Time travel – family history, handwriting, and meeting a familiar stranger

Recently I have been spending time in 1950. No, this isn’t some weird Lockdown experiment.  Nor is it one of those popular history programmes on television, where a family pretends to go back in time to another era, where they invariably find that a) everything is much harder work than they are used to, b) the food is boring, bland and monotonous, and c) women have a considerably worse time of it than in the 21st century suburbia they are used to.  My time travel is altogether more personal.

I have blogged before about the cache of family photographs and papers I inherited a while ago.  Most of them relate to the maternal, Dutch side of my family.  But there are just a few items from the paternal side, including, for some unknown reason, my grandfather’s diary from 1950. 

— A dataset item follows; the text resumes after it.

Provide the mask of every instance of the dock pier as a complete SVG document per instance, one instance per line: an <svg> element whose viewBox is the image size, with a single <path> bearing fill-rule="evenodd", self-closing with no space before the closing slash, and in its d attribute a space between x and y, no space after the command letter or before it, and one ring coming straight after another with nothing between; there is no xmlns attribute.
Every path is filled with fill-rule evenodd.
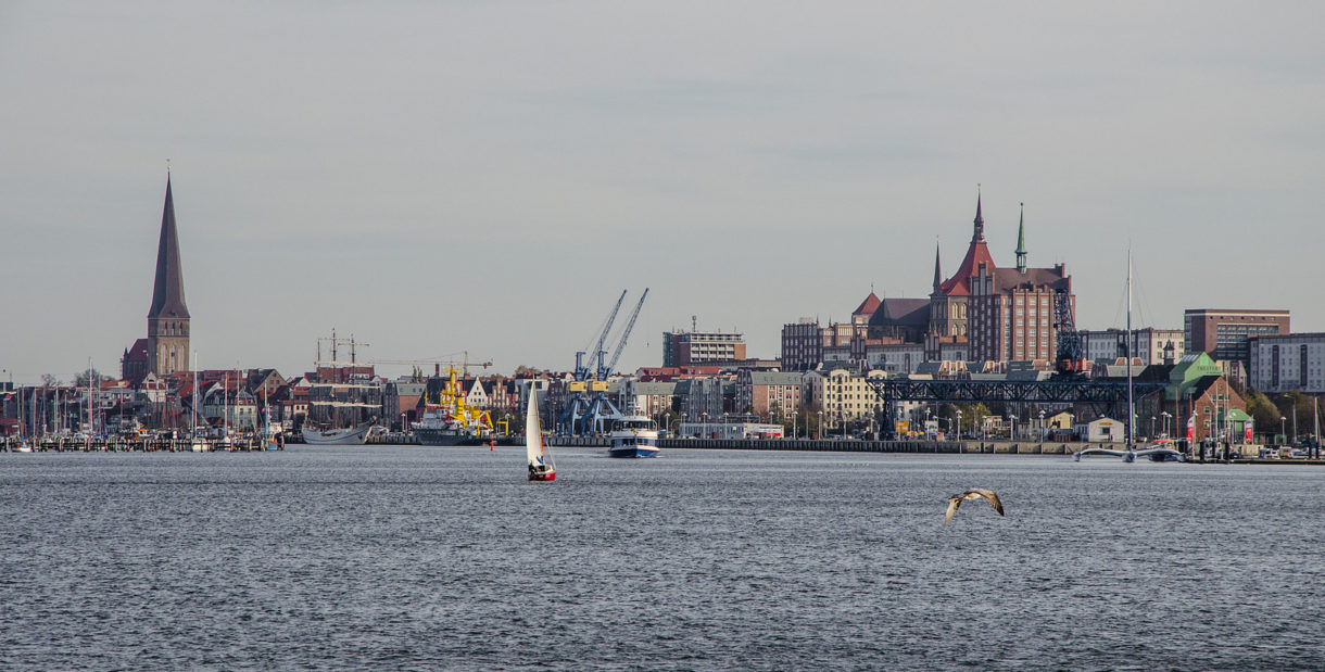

Detail of diary entry for Thursday 30 Paril 1950

This side of the family were Liverpool Welsh, part of the large community of immigrants from Wales which was a significant part of the population in the great port city of Liverpool, in the North West of England, from the middle of the 19th century.  A large proportion of the Liverpool Welsh originated from the island of Anglesey, off North Wales, probably due at least in part to the island’s tradition of fishing and seafaring which would give them plenty of relevant skills for working in the docks.  My grandfather was born on Anglesey into a seafaring family – he was just five years old when his father died when the ship he was skippering went down with all hands in Bardsey Sound in the 1880s.  Although the details I was told by my father are a little hazy, there is documentary evidence that my grandfather was in the Merchant Navy at some point in his life, and also that he was the captain of a tug boat based in Bootle docks.  I wonder how it felt to be able to see Anglesey across the water from the banks of the Mersey?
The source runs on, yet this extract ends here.